Once thought of as a lofty concept only seen in spy series like James Bond, biometrics, the measurement and analysis of unique physical characteristics for security purposes, has been gaining traction in the field of technology (particularly in mobile devices).
Biometric technology has been seeping its way into the digital technology world for years, gradually trickling down and reaching consumers. Technologies such as retinal scanning, often initially used by security firms as authentication methods for gaining access to data, have made their way into the hands of consumers through devices such as the recently-released Microsoft Lumia 950 and Lumia 905 XL.
Apple’s Touch ID technology (a capacitance fingerprint sensor embedded within the home button of Apple products such as iPhone and iPad devices manufactured during or after 2013) allows users to use fingerprint authentication to unlock their device, make purchases in the iTunes and App Store, and forgo using their password to login to specific apps such as mobile banking. Touch ID is also being suggested for use in multi-method authentication for identity verification when making major changes to software on the device, such as updating, downgrading or factory resetting the operating system.

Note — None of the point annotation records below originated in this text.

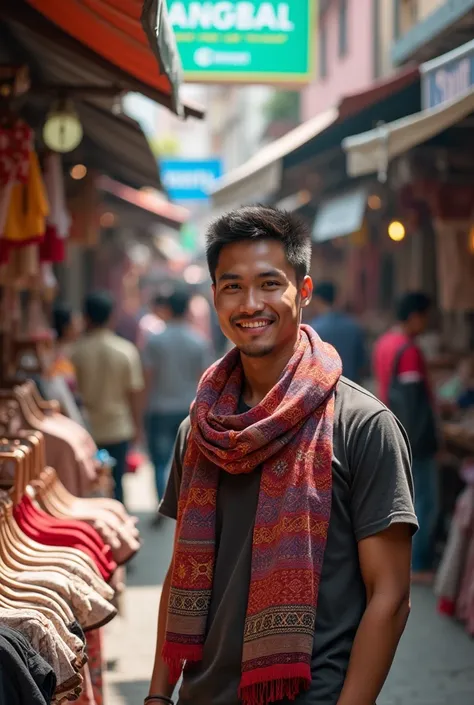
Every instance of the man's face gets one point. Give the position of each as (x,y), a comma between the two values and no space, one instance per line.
(419,323)
(257,297)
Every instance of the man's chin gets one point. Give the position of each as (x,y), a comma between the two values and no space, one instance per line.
(256,350)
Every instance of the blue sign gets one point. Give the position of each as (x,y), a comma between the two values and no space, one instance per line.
(190,179)
(448,77)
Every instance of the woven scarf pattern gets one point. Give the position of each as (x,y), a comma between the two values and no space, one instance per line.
(290,435)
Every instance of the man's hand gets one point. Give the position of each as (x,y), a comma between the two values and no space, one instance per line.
(385,561)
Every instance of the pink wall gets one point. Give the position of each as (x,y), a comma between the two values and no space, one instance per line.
(349,74)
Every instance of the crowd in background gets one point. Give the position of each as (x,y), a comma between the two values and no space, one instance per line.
(132,386)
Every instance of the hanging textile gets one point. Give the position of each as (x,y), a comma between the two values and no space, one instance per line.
(52,248)
(455,265)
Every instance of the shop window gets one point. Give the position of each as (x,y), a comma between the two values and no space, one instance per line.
(323,52)
(405,16)
(387,283)
(343,28)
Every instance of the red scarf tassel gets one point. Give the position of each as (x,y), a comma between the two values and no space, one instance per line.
(175,656)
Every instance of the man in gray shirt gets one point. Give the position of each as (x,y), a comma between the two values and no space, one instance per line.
(174,361)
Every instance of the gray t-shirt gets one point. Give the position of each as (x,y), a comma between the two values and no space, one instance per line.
(372,489)
(177,357)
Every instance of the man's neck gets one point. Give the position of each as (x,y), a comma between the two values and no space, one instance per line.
(405,330)
(262,373)
(98,329)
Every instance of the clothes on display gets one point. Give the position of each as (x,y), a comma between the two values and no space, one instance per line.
(58,561)
(34,221)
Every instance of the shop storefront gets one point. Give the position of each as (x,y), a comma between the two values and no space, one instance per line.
(63,540)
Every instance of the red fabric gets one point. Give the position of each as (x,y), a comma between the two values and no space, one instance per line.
(52,248)
(290,435)
(57,533)
(385,353)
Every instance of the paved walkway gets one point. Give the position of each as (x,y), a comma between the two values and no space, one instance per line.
(434,664)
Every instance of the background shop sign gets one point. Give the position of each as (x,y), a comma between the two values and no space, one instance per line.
(249,41)
(448,77)
(190,180)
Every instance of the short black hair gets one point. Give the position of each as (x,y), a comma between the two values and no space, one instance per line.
(178,300)
(260,223)
(98,307)
(159,300)
(62,319)
(412,302)
(326,291)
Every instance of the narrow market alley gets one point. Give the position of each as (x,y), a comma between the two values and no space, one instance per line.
(434,665)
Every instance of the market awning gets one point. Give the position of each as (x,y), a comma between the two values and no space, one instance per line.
(161,210)
(260,177)
(115,35)
(340,215)
(108,133)
(372,151)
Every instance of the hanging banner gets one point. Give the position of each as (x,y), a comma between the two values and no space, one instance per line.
(190,179)
(250,41)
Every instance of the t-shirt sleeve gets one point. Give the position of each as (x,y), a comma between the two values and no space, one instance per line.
(149,351)
(382,482)
(411,367)
(169,503)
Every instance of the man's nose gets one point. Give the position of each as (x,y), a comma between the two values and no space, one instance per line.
(252,302)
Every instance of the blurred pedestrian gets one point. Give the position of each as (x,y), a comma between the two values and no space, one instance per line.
(341,330)
(110,381)
(402,378)
(174,361)
(291,486)
(152,322)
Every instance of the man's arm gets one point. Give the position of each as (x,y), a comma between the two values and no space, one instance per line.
(160,680)
(160,684)
(136,392)
(385,564)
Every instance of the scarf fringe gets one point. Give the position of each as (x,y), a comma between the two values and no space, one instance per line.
(268,685)
(176,655)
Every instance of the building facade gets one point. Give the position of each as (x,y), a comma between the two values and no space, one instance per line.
(344,40)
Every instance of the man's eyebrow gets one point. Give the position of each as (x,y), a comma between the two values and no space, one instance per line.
(229,276)
(271,273)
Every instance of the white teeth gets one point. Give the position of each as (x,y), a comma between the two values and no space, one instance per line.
(255,325)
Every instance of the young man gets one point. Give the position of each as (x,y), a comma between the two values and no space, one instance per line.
(174,362)
(401,374)
(290,577)
(110,382)
(341,331)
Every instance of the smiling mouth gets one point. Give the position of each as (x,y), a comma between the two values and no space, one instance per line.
(254,325)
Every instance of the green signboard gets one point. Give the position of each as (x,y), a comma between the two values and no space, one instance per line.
(249,41)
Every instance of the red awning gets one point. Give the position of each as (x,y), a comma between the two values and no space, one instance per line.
(113,30)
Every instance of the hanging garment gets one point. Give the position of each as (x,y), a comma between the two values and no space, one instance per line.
(455,265)
(25,677)
(59,218)
(26,219)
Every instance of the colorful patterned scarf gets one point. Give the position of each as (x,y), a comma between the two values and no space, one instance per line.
(290,434)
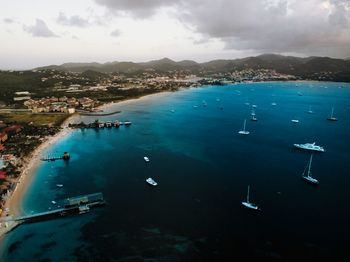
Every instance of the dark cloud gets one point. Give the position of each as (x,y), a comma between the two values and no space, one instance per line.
(39,29)
(116,33)
(310,27)
(74,20)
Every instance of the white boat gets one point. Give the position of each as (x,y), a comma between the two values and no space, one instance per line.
(151,182)
(310,111)
(310,146)
(244,132)
(331,117)
(249,204)
(307,176)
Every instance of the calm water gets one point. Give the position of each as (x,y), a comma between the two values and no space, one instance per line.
(203,168)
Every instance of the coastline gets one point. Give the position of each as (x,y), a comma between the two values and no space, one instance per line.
(31,163)
(15,202)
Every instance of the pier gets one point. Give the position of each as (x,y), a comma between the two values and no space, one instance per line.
(65,156)
(72,206)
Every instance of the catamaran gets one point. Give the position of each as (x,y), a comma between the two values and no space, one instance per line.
(310,146)
(310,111)
(307,176)
(244,132)
(151,182)
(331,117)
(249,204)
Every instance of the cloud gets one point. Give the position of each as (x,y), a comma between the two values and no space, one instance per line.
(74,20)
(116,33)
(311,27)
(137,8)
(9,20)
(40,29)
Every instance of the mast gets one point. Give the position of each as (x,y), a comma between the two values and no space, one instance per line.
(308,172)
(248,194)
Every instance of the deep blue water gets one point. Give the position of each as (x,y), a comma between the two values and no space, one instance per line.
(203,167)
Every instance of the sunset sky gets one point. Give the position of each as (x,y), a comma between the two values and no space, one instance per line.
(38,32)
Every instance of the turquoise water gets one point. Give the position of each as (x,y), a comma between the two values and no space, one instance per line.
(203,168)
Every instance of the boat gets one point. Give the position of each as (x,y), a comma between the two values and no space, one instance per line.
(249,204)
(310,111)
(244,132)
(84,209)
(331,117)
(307,176)
(310,146)
(151,182)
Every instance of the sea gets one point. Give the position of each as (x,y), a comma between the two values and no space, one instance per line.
(203,168)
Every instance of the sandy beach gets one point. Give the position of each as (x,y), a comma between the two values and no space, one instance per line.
(31,163)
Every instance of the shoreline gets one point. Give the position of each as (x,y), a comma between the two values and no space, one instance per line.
(31,163)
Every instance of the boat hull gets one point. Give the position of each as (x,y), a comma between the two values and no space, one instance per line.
(249,205)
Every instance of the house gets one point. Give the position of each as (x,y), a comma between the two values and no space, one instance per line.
(3,137)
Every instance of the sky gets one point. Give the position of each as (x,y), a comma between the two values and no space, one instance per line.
(40,32)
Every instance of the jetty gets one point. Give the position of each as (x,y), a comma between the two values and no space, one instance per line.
(65,156)
(71,206)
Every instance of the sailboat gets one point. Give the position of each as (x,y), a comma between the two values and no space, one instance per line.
(310,111)
(307,176)
(249,204)
(244,132)
(331,117)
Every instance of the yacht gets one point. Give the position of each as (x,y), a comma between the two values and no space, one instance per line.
(307,176)
(244,132)
(331,117)
(310,146)
(249,204)
(151,182)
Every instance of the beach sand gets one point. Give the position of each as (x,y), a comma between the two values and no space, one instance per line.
(15,202)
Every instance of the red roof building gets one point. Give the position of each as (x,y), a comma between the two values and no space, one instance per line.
(3,175)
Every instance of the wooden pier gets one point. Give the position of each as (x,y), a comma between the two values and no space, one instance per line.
(72,206)
(65,156)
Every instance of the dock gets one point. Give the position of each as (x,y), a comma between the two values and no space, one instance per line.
(65,156)
(72,206)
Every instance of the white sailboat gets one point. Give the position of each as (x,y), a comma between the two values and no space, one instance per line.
(249,204)
(244,132)
(331,117)
(307,176)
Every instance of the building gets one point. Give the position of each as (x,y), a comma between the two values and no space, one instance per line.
(3,137)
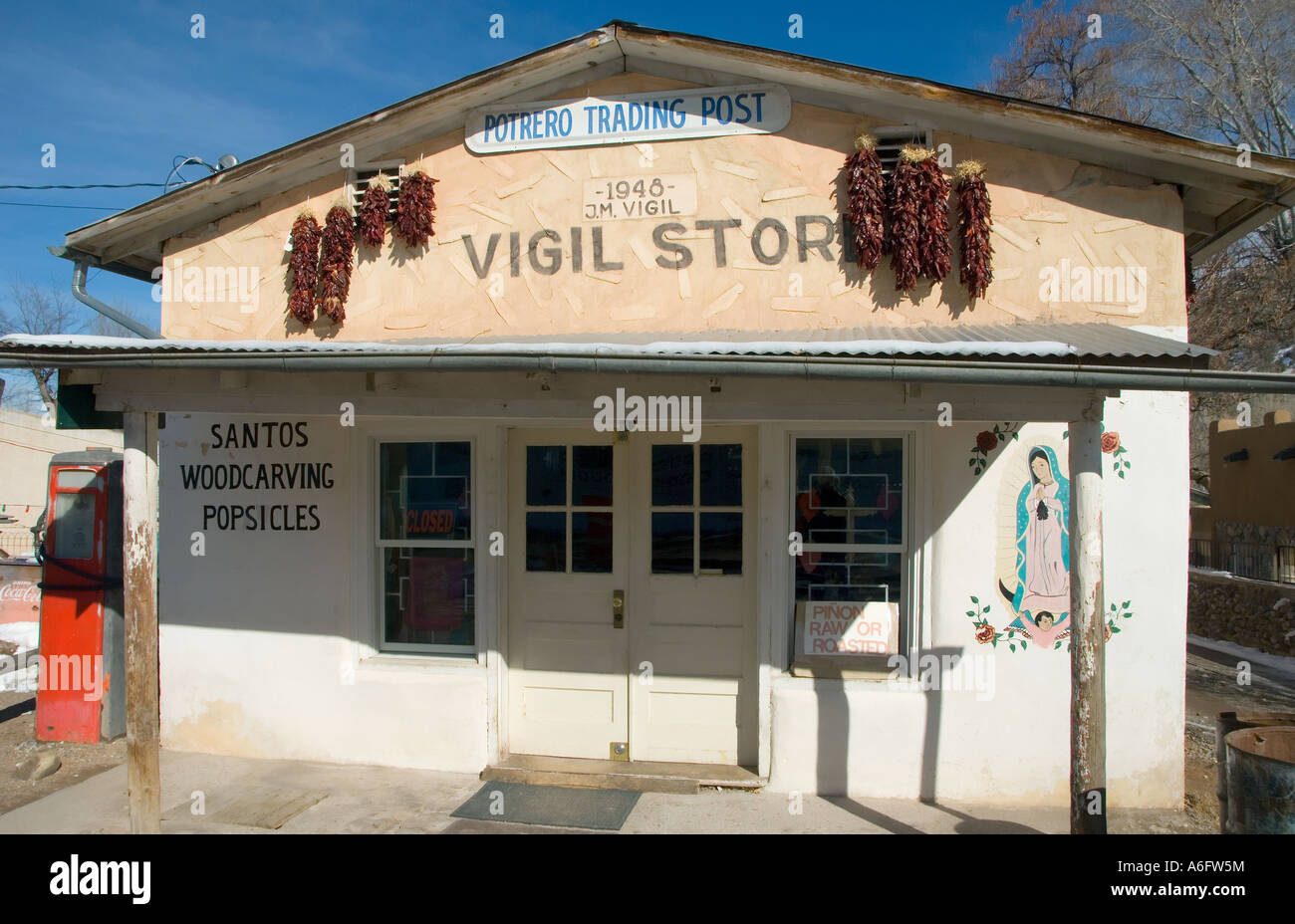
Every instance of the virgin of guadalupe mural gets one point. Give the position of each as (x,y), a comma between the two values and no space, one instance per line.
(1041,596)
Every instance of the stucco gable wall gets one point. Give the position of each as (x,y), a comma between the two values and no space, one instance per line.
(1050,214)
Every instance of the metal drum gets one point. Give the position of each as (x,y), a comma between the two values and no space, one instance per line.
(1226,724)
(1261,781)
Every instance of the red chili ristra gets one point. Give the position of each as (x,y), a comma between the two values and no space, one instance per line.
(975,269)
(337,249)
(906,216)
(933,251)
(414,210)
(375,207)
(866,210)
(303,264)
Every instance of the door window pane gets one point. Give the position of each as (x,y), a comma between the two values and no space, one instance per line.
(721,543)
(671,476)
(850,491)
(425,491)
(721,475)
(427,596)
(545,541)
(672,544)
(591,476)
(545,476)
(591,543)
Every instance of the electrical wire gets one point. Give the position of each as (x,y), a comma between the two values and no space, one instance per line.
(90,185)
(43,205)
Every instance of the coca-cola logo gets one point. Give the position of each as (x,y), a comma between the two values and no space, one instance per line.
(20,591)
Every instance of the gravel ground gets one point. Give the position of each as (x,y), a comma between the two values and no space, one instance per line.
(1211,689)
(17,743)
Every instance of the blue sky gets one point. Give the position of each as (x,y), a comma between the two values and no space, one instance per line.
(120,90)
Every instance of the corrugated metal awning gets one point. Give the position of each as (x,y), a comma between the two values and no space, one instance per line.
(1095,356)
(1087,342)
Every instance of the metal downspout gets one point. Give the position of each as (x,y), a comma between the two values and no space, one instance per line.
(107,311)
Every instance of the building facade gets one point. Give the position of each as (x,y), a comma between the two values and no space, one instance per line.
(635,461)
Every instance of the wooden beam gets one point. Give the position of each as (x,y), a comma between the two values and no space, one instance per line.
(140,491)
(1088,629)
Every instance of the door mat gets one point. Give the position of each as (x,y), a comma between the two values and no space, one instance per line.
(250,807)
(561,807)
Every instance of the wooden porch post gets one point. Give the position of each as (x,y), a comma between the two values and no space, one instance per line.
(140,495)
(1088,628)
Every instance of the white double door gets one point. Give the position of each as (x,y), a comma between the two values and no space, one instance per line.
(631,591)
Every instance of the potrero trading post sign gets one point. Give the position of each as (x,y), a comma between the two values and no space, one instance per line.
(755,109)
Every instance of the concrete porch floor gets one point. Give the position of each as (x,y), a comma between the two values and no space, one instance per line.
(358,799)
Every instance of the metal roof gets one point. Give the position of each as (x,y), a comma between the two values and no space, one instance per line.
(1027,341)
(1092,356)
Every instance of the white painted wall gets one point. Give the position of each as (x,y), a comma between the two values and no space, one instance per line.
(881,739)
(267,642)
(259,654)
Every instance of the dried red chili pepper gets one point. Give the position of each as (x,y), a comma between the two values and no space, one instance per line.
(303,264)
(866,210)
(414,208)
(906,192)
(933,250)
(375,207)
(975,269)
(337,249)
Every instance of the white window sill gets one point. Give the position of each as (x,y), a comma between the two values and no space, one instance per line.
(785,680)
(410,667)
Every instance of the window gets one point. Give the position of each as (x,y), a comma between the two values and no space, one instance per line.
(697,509)
(847,505)
(890,142)
(425,548)
(361,176)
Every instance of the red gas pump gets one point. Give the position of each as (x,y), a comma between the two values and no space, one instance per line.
(82,689)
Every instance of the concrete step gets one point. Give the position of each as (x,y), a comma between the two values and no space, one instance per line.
(634,776)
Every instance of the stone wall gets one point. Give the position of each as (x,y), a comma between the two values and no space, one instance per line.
(1252,613)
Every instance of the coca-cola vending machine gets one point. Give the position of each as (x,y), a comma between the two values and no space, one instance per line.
(82,690)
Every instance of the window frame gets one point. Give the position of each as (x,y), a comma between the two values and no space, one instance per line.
(377,545)
(909,552)
(569,509)
(695,509)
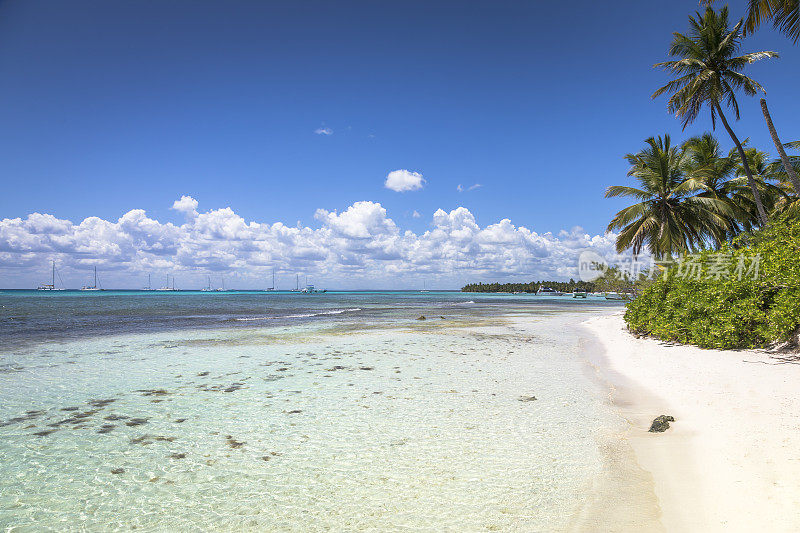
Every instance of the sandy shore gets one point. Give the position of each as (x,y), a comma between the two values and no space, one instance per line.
(731,460)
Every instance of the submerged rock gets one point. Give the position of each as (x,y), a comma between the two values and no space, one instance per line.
(661,424)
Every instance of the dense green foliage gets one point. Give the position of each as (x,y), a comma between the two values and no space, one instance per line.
(533,286)
(715,309)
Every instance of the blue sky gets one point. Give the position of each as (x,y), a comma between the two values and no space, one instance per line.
(107,107)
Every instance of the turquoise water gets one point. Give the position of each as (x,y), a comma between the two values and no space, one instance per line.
(339,412)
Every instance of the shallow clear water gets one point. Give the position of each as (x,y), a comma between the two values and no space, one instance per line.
(364,419)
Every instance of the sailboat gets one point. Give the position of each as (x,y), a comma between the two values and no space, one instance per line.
(93,287)
(52,285)
(208,287)
(167,287)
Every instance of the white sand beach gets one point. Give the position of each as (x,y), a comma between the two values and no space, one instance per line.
(731,459)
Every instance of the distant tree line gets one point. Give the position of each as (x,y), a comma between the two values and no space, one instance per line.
(533,286)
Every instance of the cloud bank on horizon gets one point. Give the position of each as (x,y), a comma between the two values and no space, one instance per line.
(355,248)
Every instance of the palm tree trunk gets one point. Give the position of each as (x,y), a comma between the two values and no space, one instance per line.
(784,158)
(762,214)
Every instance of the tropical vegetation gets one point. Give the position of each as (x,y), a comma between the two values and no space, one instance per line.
(746,295)
(724,227)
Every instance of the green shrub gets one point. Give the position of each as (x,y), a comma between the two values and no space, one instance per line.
(724,311)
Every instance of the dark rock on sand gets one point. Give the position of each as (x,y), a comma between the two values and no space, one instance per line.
(233,443)
(661,424)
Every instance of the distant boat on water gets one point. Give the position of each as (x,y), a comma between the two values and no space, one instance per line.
(310,289)
(617,296)
(207,288)
(167,287)
(93,287)
(52,285)
(547,291)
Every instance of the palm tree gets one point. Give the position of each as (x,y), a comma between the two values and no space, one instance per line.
(765,170)
(667,218)
(784,14)
(709,73)
(713,175)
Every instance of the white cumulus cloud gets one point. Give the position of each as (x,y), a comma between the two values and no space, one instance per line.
(404,180)
(356,247)
(186,205)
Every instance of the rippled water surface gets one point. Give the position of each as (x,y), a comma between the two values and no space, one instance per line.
(297,413)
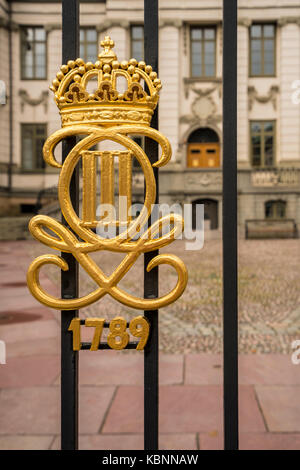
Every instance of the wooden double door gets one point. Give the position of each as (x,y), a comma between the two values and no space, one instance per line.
(203,155)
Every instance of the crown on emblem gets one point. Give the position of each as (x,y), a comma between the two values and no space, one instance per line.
(106,106)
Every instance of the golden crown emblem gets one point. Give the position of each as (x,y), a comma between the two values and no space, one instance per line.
(105,115)
(106,105)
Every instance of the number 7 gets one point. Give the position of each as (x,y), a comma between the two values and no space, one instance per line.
(98,324)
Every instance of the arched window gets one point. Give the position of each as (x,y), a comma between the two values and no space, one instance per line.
(275,209)
(203,149)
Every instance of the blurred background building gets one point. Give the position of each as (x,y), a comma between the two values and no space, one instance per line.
(190,113)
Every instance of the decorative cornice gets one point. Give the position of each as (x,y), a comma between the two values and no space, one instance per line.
(51,27)
(190,85)
(204,110)
(247,22)
(9,25)
(176,23)
(270,96)
(288,20)
(26,99)
(107,24)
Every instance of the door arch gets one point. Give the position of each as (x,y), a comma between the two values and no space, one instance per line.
(203,149)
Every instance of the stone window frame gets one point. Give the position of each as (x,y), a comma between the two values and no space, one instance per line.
(263,134)
(84,42)
(277,209)
(263,38)
(203,41)
(33,43)
(132,40)
(38,161)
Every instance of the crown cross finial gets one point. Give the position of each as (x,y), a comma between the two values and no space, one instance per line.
(108,54)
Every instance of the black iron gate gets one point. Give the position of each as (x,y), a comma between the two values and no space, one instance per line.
(69,284)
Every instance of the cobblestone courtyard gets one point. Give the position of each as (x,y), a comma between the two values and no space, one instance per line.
(111,382)
(269,296)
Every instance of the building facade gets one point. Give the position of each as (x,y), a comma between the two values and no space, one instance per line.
(190,111)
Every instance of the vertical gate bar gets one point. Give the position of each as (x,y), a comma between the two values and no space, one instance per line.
(230,240)
(69,278)
(151,278)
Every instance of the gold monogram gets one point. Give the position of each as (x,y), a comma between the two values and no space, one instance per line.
(107,115)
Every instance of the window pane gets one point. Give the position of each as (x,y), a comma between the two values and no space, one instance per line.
(256,68)
(268,126)
(209,47)
(269,30)
(27,151)
(28,59)
(255,127)
(91,35)
(137,50)
(39,154)
(256,31)
(40,34)
(209,70)
(137,32)
(209,33)
(269,45)
(255,45)
(28,33)
(91,52)
(196,33)
(269,156)
(196,70)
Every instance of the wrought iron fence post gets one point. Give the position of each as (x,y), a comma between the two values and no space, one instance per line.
(151,408)
(69,278)
(230,240)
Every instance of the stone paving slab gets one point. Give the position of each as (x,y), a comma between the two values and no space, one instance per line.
(117,368)
(253,441)
(111,395)
(35,410)
(20,372)
(34,347)
(280,406)
(25,442)
(264,369)
(187,409)
(132,442)
(29,331)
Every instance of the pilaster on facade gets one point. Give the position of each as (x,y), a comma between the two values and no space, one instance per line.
(289,112)
(169,73)
(242,101)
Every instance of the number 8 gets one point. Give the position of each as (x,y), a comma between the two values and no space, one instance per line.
(118,328)
(142,332)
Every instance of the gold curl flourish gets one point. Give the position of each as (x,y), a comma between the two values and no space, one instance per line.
(64,239)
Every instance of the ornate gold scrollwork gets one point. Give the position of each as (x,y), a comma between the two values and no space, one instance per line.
(72,98)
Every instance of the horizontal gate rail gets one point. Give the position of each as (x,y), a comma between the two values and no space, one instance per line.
(230,295)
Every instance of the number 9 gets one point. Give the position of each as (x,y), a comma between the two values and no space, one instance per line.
(139,327)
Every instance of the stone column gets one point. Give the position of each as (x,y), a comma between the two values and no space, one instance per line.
(242,104)
(169,73)
(288,69)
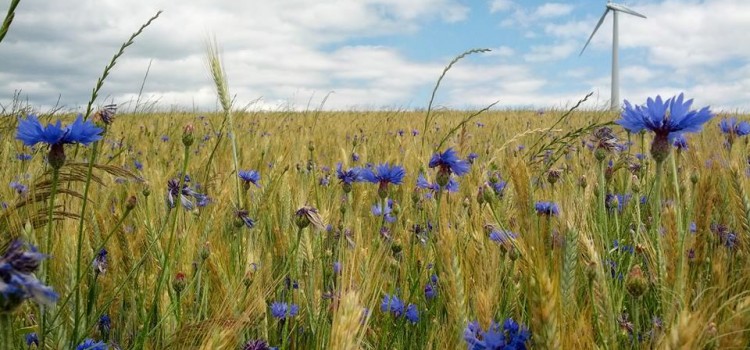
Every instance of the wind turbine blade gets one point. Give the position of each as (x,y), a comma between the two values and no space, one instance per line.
(601,20)
(624,9)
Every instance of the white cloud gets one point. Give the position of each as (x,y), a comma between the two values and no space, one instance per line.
(268,51)
(502,51)
(544,53)
(288,57)
(500,5)
(553,9)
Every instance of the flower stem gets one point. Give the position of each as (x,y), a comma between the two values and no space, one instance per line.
(79,246)
(165,264)
(680,232)
(48,249)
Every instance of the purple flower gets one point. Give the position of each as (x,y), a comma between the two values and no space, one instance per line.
(547,208)
(412,314)
(510,336)
(256,345)
(430,291)
(383,175)
(422,183)
(250,177)
(732,127)
(500,235)
(17,280)
(666,119)
(283,310)
(19,187)
(100,262)
(378,210)
(244,217)
(349,176)
(90,344)
(392,304)
(448,163)
(680,142)
(31,132)
(472,157)
(32,338)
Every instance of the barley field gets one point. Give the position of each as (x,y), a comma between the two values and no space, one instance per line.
(432,229)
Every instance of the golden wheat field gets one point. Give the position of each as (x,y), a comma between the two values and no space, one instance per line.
(393,229)
(598,274)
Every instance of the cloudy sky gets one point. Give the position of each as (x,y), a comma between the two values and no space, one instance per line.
(376,53)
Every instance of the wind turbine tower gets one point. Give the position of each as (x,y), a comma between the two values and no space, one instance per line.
(615,8)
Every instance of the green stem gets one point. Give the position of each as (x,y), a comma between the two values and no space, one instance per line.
(6,322)
(680,233)
(165,264)
(656,226)
(79,247)
(48,249)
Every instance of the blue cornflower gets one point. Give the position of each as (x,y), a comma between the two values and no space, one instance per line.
(412,314)
(472,157)
(378,210)
(283,310)
(499,235)
(510,336)
(733,128)
(90,344)
(100,262)
(17,280)
(680,142)
(249,177)
(324,181)
(666,119)
(616,201)
(31,132)
(383,175)
(105,325)
(547,208)
(392,304)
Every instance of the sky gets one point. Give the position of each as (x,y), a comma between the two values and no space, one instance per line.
(374,54)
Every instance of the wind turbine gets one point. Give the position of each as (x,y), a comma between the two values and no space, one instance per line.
(615,8)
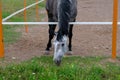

Touch ID has received criticism about the easy ability for fingerprints to be spoofed or falsified by hackers trying to gain access to a device, though security and verification has improved over the years since capacitive fingerprint identification methods have been introduced.
Another form of biometric recognition and authentication technology, voice recognition, has been used for years in everything from automotive manufacturing and development (e.g. in-car systems such as OnStar) to mobile devices (such as Apple’s Siri or Microsoft’s Cortana) to hands-free computing (as used heavily in accessibility devices in the healthcare field).
Google recently opened up their speech recognition API technology to third-party developers, directly entering into competition with Nuance and other voice recognition technology companies. Google Cloud Speech API recognizes over 80 languages in real-time or batch mode, allowing software developers to implement speech-to-text uses in their programs, and additionally use real-time translation, allowing for wider ranges of communication between users. This API release will undoubtedly affect Nuance, often thought of as the spearhead company in the voice recognition technology market, and the power behind popular software such as Apple’s digital assistant, Siri.
Facial recognition technology has also recently been emerging in marketing technology, specifically in the use of the popularized “selfie”. Large-scale companies such as Amazon and Alibaba are beginning to open the gates to technology that will allow customers to make payment for items or verify identity for account information using something as simple as a real-time photo of the user’s face.
Mastercard, in collaboration with Bank of Montreal, has recently introduced methods of facial recognition technology to authenticate users for use in mobile banking. Informally known as “selfie pay”, BMO corporate users have been approved for use with this technology, and it will soon be opened up to the general banking public for widespread use.
This recognition goes hand-in-hand with the already widespread MasterPass authentication, which utilizes fingerprint recognition among other security methods. One of the challenges to this type of biometric authentication is technology’s ability to detect liveness- the difference between the ability to authenticate for security purposes with a real-time face or with a photograph. Early prototypes for scanners using facial recognition technology failed introductory testing, susceptible to users holding up a photograph, with improvements being made in more modern pieces (using more layers of authentication methods) of this type of machinery.